You have a ukulele in the closet

Well, isn’t that rather precious. We almost feel bad, smoking out this lil egg bro. Wake and bake? More like yoke ‘n toke, my guy.

You’re hitting the DMT

You’re the fun friend with the VIP wristbands. (Also, maybe the one who loses their phone at the festival.) This is basically an adult kaleidoscope, ready to trip you out on that shine the next time you smoke, but it would also look great as a rainbow-reflecting catchall for your thingamajigs. Imagine what a flex it would be, to load this up with luxury condoms.

Somewhere in Italy

This pink marble ashtray looks like it could’ve come from any number of warm weather, Mediterranean villas we’ve seen in a summer romance movie. Pairs best with a bottle of Spanish wine, a lackadaisical Moka Pot, and a book that goes over our heads.

The one with storage

Put matches, joints, tumbleweed nugs, and anything else you want in this wooden vessel, which is the zenith of *muah* that 1970s A-frame home aesthetic we pine for every day.

“The World Is Yours”

A hunk of creamy marble that’s fit for a mobster’s cigar, but will have to settle for our lumpy joints.
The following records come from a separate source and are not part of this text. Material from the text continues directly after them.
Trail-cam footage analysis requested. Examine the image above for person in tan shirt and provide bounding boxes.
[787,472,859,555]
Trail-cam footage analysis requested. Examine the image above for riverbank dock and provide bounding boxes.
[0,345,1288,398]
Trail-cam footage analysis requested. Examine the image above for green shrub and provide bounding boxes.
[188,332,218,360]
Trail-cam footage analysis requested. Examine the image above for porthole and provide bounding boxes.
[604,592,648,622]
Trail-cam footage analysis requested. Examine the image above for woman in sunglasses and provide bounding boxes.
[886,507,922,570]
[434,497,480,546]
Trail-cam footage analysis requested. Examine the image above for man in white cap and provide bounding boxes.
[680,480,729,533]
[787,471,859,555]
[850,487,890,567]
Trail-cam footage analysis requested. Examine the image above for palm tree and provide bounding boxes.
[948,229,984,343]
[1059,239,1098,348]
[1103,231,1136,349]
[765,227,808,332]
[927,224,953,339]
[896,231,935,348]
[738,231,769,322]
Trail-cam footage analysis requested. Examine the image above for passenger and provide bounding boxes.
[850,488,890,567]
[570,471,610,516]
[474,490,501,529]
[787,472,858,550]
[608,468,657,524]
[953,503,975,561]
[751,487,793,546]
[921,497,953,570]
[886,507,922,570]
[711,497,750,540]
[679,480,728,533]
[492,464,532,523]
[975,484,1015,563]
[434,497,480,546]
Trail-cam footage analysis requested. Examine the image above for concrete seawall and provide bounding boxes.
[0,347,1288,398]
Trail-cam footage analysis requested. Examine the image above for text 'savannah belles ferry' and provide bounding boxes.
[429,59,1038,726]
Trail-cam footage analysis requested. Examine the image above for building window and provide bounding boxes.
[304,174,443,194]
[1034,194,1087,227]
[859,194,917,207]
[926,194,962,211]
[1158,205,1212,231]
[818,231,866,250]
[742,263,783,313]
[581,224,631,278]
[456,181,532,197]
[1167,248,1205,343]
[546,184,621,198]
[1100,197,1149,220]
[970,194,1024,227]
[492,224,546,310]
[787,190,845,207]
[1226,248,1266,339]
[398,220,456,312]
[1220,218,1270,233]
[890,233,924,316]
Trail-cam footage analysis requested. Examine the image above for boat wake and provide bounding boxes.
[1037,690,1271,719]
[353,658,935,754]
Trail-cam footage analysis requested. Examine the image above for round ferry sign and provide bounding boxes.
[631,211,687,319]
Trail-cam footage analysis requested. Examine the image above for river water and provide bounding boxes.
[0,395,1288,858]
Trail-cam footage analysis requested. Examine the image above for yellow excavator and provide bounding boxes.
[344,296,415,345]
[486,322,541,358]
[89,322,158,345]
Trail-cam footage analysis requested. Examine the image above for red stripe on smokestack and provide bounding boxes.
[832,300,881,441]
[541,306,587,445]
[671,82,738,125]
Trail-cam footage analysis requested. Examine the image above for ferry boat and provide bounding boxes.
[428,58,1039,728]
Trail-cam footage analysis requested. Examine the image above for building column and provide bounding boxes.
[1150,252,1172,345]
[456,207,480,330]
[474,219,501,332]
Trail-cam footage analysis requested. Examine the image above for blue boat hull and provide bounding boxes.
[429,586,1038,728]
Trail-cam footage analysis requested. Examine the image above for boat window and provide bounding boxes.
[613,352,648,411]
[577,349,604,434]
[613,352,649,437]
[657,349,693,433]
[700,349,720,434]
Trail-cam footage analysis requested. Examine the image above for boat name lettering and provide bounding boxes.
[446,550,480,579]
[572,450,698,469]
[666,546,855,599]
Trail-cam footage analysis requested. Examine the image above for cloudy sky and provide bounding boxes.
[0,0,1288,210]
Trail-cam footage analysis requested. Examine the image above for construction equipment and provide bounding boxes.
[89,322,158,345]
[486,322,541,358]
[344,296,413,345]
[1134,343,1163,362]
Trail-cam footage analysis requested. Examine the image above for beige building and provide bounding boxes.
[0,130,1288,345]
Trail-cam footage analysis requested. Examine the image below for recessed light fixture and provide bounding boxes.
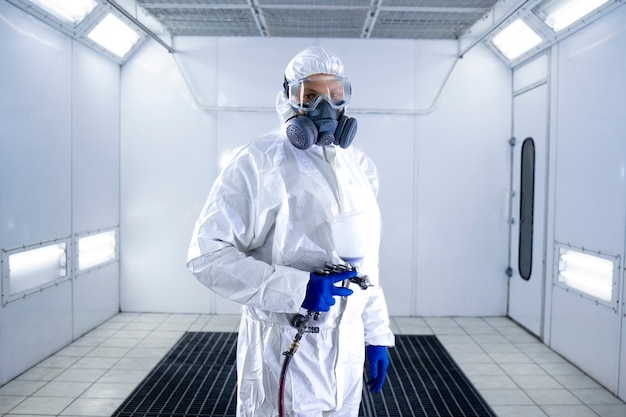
[31,0,98,25]
[533,0,608,32]
[491,19,542,60]
[87,13,140,58]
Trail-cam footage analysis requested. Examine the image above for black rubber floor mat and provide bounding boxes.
[113,332,496,417]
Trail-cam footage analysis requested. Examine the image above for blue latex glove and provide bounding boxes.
[366,345,389,392]
[302,270,357,311]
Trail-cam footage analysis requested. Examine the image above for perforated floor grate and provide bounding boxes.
[113,332,496,417]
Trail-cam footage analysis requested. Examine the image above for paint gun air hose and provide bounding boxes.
[278,311,320,417]
[278,263,371,417]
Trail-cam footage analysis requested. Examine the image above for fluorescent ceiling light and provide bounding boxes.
[533,0,608,32]
[78,231,115,271]
[31,0,98,24]
[491,19,542,60]
[87,13,139,58]
[558,249,613,301]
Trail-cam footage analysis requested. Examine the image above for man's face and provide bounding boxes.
[288,74,350,111]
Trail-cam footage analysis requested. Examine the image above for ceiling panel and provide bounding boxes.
[137,0,496,39]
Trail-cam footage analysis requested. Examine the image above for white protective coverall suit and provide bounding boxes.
[188,50,394,417]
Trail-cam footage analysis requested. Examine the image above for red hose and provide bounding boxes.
[278,355,293,417]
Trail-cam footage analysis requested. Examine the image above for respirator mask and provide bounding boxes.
[284,74,357,149]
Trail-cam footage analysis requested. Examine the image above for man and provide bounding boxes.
[188,48,394,417]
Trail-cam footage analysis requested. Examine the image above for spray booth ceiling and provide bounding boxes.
[137,0,497,39]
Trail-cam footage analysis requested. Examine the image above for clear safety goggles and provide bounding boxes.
[286,74,352,110]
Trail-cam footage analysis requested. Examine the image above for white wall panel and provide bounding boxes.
[121,38,510,315]
[415,44,511,316]
[72,262,120,339]
[120,41,216,312]
[217,37,315,109]
[324,39,418,110]
[555,7,626,253]
[353,114,417,316]
[0,2,71,248]
[72,44,120,234]
[548,7,626,398]
[551,287,620,393]
[0,2,119,385]
[0,281,72,385]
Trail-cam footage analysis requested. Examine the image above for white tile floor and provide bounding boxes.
[0,313,626,417]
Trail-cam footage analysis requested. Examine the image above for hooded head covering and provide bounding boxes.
[276,46,343,122]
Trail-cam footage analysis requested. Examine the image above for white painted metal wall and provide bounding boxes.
[0,2,120,385]
[121,37,511,316]
[546,7,626,398]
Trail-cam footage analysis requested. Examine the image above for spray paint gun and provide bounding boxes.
[278,263,372,417]
[313,263,372,290]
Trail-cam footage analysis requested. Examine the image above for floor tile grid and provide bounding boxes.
[0,313,626,417]
[0,313,239,417]
[404,317,626,417]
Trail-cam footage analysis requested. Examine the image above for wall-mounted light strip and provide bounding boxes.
[78,230,117,271]
[4,242,67,296]
[491,19,543,60]
[558,248,613,302]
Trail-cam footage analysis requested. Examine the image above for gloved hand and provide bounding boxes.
[366,345,389,392]
[302,270,357,311]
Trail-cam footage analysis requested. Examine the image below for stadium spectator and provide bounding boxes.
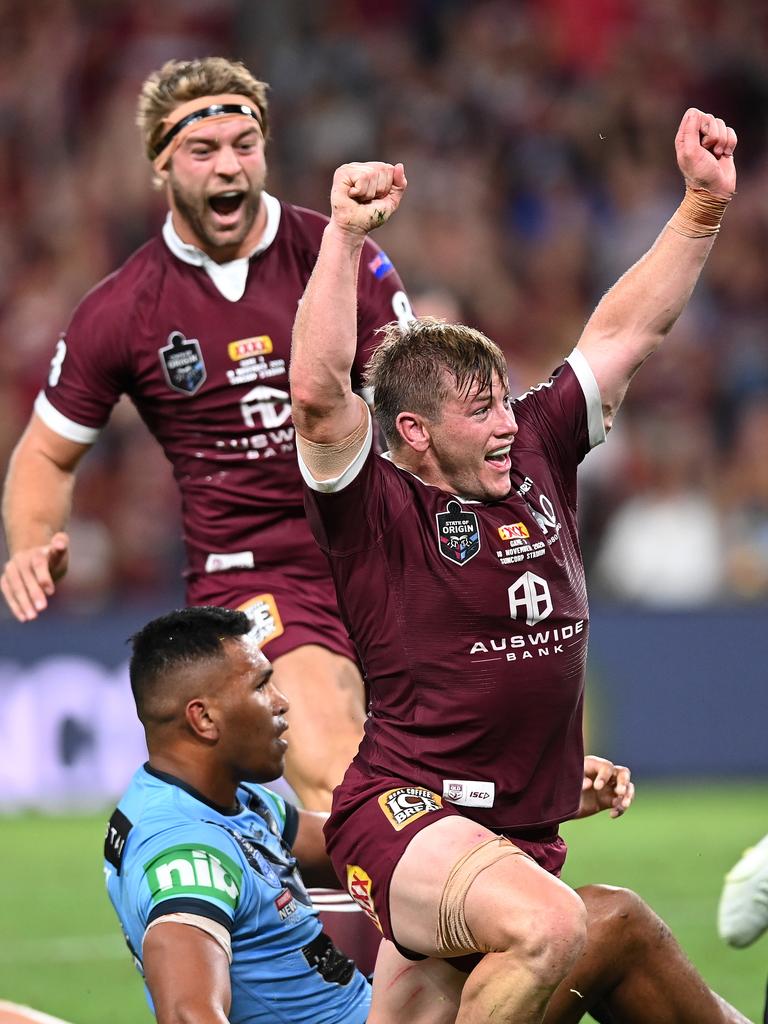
[291,101,736,1024]
[104,608,744,1024]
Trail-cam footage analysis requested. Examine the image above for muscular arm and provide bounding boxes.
[578,108,736,427]
[293,809,339,889]
[291,163,406,446]
[142,922,231,1024]
[0,415,90,622]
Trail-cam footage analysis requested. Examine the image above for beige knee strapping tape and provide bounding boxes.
[436,836,527,956]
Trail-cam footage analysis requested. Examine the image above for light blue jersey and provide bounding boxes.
[104,765,371,1024]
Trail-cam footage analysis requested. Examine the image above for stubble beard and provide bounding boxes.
[170,179,263,261]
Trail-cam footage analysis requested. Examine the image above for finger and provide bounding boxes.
[610,782,635,818]
[613,765,632,797]
[675,106,707,148]
[30,547,60,607]
[0,572,30,623]
[595,761,613,790]
[710,118,728,157]
[4,562,46,623]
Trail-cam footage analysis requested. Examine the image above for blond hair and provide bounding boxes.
[365,316,508,449]
[136,57,269,160]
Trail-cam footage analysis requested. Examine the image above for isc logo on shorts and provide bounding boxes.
[347,864,381,931]
[379,785,442,831]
FR though, this shade is the perfect backdrop for gold earrings, keys, and a pack of Marlboro Lights.

Eyes Wide Shut is your favorite holiday movie

We get it! You like kinky shit, but in a Freemason way. So of course your ashtray is a glass snake, and of course that snake is Italian. “[This piece was] inspired by the snake iconography of 18th-century prints,” reads the seller’s description, “[and] the vices are represented with their double aspect: irresistible temptation and lethality.” LOL. But also…hot.

For the tiki bar

We love people like you. We need people like you, because you are our favorite kind of ambiance director: You come prepared to party with your Guy Fieri-wear, tiki glasses, cocktail recipes (including those with non-alcoholic and adaptogenic spirits). Of course your ashtray is a trip way down to Kokomo.

The Memphis Design flex

There are only a couple hundred of these cool ashtrays in the world, so if you’re looking to build up a serious design collection, this is a squiggly, wiggly, 1980s place to start. “The Squash Gold Ashtray in ceramic was originally designed in 1985 by Maria Sanchez,” explains the seller, “[and] the Squash ashtray is one of the smallest objects in the Memphis Milano collection.” Almost too good to ash in, but basta! That’s what we came here for. So perhaps make it a pseudo-altar centerpiece.

For reciting your daily affirmations

This is an ashtray, but it is also a shrine to the Almighty Dive of sentences like, “A man is not a necessity. A man is a luxury. Like dessert.” We pay homage to her with this humble, sparkling catchall.

When the buds are coming over to D&D

“Hey, can you not ash over there? There’s a perfectly good crouching drawing overlooking a quartz pool to your right.” TYSM, Elder Foggernaut.

Don’t you dare put that thing out in a mug again.